- She was a descendant of American Revolutionary War hero Paul Revere.
- A dyed-in-the-wool Yankee, she always maintained that the photocopy of her alleged Communist Party registration card produced by HUAC as "proof" of her "subversive activities," which bore no signature, was a "plant".
- Revere's Oscar statuette sold for $89,625 on November 7, 2009, when it was auctioned by Heritage Auctions.
- Was considered for the part of Ma Bailey in It's a Wonderful Life (1946), but Beulah Bondi was cast instead.
- Won Broadway's 1960 Tony Award as Best Supporting or Featured Actress (Dramatic) for Lillian Hellman's "Toys in the Attic".
- Was once treasurer of the Screen Actors Guild.
- Was the 25th actress to receive an Academy Award; she won the Best Supporting Actress Oscar for National Velvet (1944) at The 18th Academy Awards on March 7, 1946.
- She was blacklisted in 1951.
- The widow of actor/writer/director Samuel Rosen, who directed her on Broadway in a production of "As You Like It."
- Along with her Oscar statuette, Revere's Tony award for Toys in the Attic was also sold by Heritage Auctions for $2,987.50 (November 7, 2009).
- Was in three Oscar Best Picture nominees: The Song of Bernadette (1943), Gentleman's Agreement (1947) and A Place in the Sun (1951), with Gentleman's Agreement the only winner.
- Brought back to movies by Otto Preminger, who had a long record of helping victims of the blacklist.
- Biography in "Actresses of a Certain Character: Forty Familiar Hollywood Faces from the Thirties to the Fifties" by Axel Nissen.

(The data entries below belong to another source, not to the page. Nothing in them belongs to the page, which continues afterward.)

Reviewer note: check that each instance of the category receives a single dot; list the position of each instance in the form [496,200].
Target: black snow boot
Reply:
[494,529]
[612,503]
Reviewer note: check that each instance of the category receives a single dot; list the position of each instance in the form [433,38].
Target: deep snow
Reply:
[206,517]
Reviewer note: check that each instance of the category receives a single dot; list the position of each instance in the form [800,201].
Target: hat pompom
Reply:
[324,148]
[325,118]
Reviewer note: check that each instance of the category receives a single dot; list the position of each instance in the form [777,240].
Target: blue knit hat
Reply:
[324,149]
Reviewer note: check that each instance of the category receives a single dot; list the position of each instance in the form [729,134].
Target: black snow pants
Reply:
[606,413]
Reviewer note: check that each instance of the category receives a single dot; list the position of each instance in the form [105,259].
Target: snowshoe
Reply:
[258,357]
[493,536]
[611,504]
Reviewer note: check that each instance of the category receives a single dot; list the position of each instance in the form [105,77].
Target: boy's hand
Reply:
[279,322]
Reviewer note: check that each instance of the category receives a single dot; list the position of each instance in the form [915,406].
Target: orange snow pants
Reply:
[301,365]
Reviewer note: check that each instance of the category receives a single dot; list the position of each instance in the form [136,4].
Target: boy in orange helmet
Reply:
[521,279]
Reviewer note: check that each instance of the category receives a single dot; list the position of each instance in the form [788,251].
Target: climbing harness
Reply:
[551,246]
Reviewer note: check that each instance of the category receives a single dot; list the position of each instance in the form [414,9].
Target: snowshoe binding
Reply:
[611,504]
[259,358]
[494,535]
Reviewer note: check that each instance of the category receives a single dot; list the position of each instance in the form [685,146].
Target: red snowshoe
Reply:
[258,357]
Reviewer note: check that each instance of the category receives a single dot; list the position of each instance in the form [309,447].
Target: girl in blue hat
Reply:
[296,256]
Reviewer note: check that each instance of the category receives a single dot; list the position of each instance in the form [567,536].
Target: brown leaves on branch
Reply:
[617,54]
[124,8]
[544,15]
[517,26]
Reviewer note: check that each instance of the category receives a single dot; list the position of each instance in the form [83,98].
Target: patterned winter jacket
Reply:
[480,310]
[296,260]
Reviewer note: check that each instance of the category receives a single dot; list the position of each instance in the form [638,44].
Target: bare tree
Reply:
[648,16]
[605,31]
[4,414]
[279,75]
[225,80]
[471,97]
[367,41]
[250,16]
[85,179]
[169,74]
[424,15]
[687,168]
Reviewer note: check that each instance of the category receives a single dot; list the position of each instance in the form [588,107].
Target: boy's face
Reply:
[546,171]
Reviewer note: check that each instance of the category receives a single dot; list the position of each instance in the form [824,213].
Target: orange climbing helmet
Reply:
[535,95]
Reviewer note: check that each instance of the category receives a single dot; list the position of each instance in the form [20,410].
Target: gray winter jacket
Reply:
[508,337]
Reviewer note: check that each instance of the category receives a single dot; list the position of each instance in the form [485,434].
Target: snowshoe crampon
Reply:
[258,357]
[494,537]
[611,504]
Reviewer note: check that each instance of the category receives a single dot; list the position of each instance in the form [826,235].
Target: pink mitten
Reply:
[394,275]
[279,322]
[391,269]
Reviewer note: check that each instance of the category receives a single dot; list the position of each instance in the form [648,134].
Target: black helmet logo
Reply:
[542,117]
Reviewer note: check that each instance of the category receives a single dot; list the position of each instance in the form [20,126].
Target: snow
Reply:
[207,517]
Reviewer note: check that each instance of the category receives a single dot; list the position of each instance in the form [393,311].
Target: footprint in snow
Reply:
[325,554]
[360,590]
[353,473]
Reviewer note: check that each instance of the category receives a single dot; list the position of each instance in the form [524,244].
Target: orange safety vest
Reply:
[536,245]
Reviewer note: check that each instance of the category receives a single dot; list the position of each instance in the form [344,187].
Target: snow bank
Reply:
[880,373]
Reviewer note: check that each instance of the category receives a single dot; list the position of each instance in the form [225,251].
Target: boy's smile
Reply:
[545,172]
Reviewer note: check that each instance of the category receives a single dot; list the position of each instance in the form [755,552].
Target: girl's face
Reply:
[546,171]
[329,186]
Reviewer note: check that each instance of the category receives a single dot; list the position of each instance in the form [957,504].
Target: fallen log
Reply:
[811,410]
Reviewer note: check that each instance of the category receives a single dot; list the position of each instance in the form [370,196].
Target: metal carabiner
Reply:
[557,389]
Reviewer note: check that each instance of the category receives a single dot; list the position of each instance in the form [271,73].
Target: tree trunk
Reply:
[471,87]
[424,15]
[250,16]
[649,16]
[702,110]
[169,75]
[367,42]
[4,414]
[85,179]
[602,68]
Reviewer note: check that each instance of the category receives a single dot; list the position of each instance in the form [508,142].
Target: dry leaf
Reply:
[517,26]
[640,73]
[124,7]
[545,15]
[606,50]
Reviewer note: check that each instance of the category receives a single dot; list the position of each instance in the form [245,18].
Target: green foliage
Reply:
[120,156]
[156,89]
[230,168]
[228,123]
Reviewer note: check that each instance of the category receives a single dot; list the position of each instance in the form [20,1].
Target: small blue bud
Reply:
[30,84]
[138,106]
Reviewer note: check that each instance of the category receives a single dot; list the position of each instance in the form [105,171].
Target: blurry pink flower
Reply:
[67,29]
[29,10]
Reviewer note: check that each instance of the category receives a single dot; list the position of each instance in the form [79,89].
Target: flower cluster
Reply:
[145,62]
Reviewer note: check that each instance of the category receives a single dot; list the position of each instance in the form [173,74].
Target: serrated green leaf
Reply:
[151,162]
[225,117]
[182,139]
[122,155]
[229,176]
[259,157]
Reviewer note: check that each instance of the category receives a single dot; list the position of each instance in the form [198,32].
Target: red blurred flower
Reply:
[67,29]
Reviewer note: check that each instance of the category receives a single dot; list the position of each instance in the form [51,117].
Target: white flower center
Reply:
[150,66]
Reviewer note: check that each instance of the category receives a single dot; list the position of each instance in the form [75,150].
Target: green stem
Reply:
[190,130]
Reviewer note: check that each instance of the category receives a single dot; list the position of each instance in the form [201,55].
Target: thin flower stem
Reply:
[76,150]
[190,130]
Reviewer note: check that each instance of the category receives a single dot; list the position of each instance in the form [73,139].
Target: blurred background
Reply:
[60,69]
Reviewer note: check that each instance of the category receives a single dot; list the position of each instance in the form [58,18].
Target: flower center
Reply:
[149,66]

- Played the mother of Gregory Peck and John Garfield in their 1947 Best Actor Oscar-nominated performances; in Gentleman's Agreement (1947) and Body and Soul (1947). Both actors lost the award to Ronald Colman for A Double Life (1947).
- Mentioned in She-Wolf in Hollywood: The Story of Maria Ouspenskaya as one of Ouspenskaya's acting students.
- She has appeared in three films that have been selected for the National Film Registry by the Library of Congress as being "culturally, historically or aesthetically" significant: National Velvet (1944), Gentleman's Agreement (1947) and A Place in the Sun (1951).
- Is one of 22 Oscar-winning actresses to have been born in the state of New York. The others are Alice Brady, Teresa Wright, Celeste Holm, Claire Trevor, Judy Holliday, Shirley Booth, Susan Hayward, Patty Duke, Anne Bancroft, Barbra Streisand, Jane Fonda, Lee Grant, Beatrice Straight, Whoopi Goldberg, Mercedes Ruehl, Marisa Tomei, Mira Sorvino, Susan Sarandon, Jennifer Connelly, Melissa Leo and Anne Hathaway.